The community RAPP brainstem has one wire-level move that does most of its multi-tenancy work:

self.storage_manager.set_memory_context(user_guid)

Before each request handles memory, the storage manager swaps its current_memory_path to point at that user’s namespace: memory/{user_guid}/user_memory.json. After the call, it switches back. Same agent code, N users isolated by directory.

The swarm server takes the same idea and adds a second axis. Now there are two GUIDs per request: swarm_guid (which collection of agents are loaded?) and user_guid (whose memory inside that collection?). The disk layout is just the cross-product:

~/.rapp-swarm/swarms/
  <swarm_a_guid>/
    agents/*.py                   ← swarm A's bundle
    manifest.json                 ← swarm A's name, soul, etc.
    memory/
      shared/memory.json          ← anonymous calls to swarm A
      <user_x_guid>/memory.json   ← user X talking to swarm A
      <user_y_guid>/memory.json   ← user Y talking to swarm A
  <swarm_b_guid>/
    agents/*.py                   ← swarm B's bundle (different agents!)
    manifest.json
    memory/
      shared/memory.json
      <user_x_guid>/memory.json   ← user X talking to swarm B (separate from A)

Two swarms can have completely different agent sets. Swarm A is the sales swarm with HackerNews + LeadScorer + EmailDrafter. Swarm B is the ops swarm with PagerDuty + Datadog + Runbook. They live in the same server process, in different directories, with different tool surfaces.

The same user has different memory in each swarm. User X’s preferences in the sales swarm don’t bleed into the ops swarm. The model never sees one swarm’s memory while serving the other.

The whole isolation story is two GUIDs and a path concatenation. There’s no namespaces concept, no tenant table in a database, no Kubernetes pod per swarm. There’s just swarms/<a>/memory/<x>/memory.json and swarms/<b>/memory/<x>/memory.json being different files.

How a request gets routed:

def execute(self, swarm_guid, agent_name, args, user_guid):
    agents = self.load_agents(swarm_guid)        # cached after first load
    agent = agents.get(agent_name)
    mem_path = self.memory_path(swarm_guid, user_guid)
    mem_path.parent.mkdir(parents=True, exist_ok=True)
    os.environ["BRAINSTEM_MEMORY_PATH"] = str(mem_path)
    try:
        return {"status": "ok", "output": agent.perform(**args)}
    finally:
        os.environ.pop("BRAINSTEM_MEMORY_PATH", None)

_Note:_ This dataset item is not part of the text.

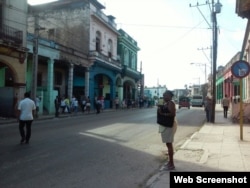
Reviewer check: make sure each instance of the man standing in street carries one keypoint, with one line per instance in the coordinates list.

Agent files don’t know about swarms. They don’t know there are other tenants. They read and write BRAINSTEM_MEMORY_PATH like a regular env-var-configured file. The server swaps the env var around each call. The agent contract is unchanged.

Why this scales:

A swarm endpoint hosting 100 swarms with 50 users each (5000 memory namespaces) is just 5000 small JSON files on disk. No database. No connection pool. No cluster. The only shared state is the loaded-agent cache (one entry per swarm, evicted by LRU if you wanted; we currently never evict because agent counts are small).

Throughput is bounded by Python’s stdlib HTTP server (a few hundred req/s on a laptop). For chat-shaped workloads — every agent call comes from one user typing into a UI somewhere — that’s enough for thousands of concurrent users.

When it stops being enough, you switch to Azure Functions with Azure File Storage instead of local disk. Same path layout. Same env var. Same agent code. The wire contract stays /api/swarm/deploy and /api/swarm/{guid}/agent. Your laptop and the cloud become interchangeable backends.

GUID routing on one endpoint is not a workaround for not having Kubernetes. It’s the right primitive for tenant isolation in the chat-shaped problem we’re actually solving.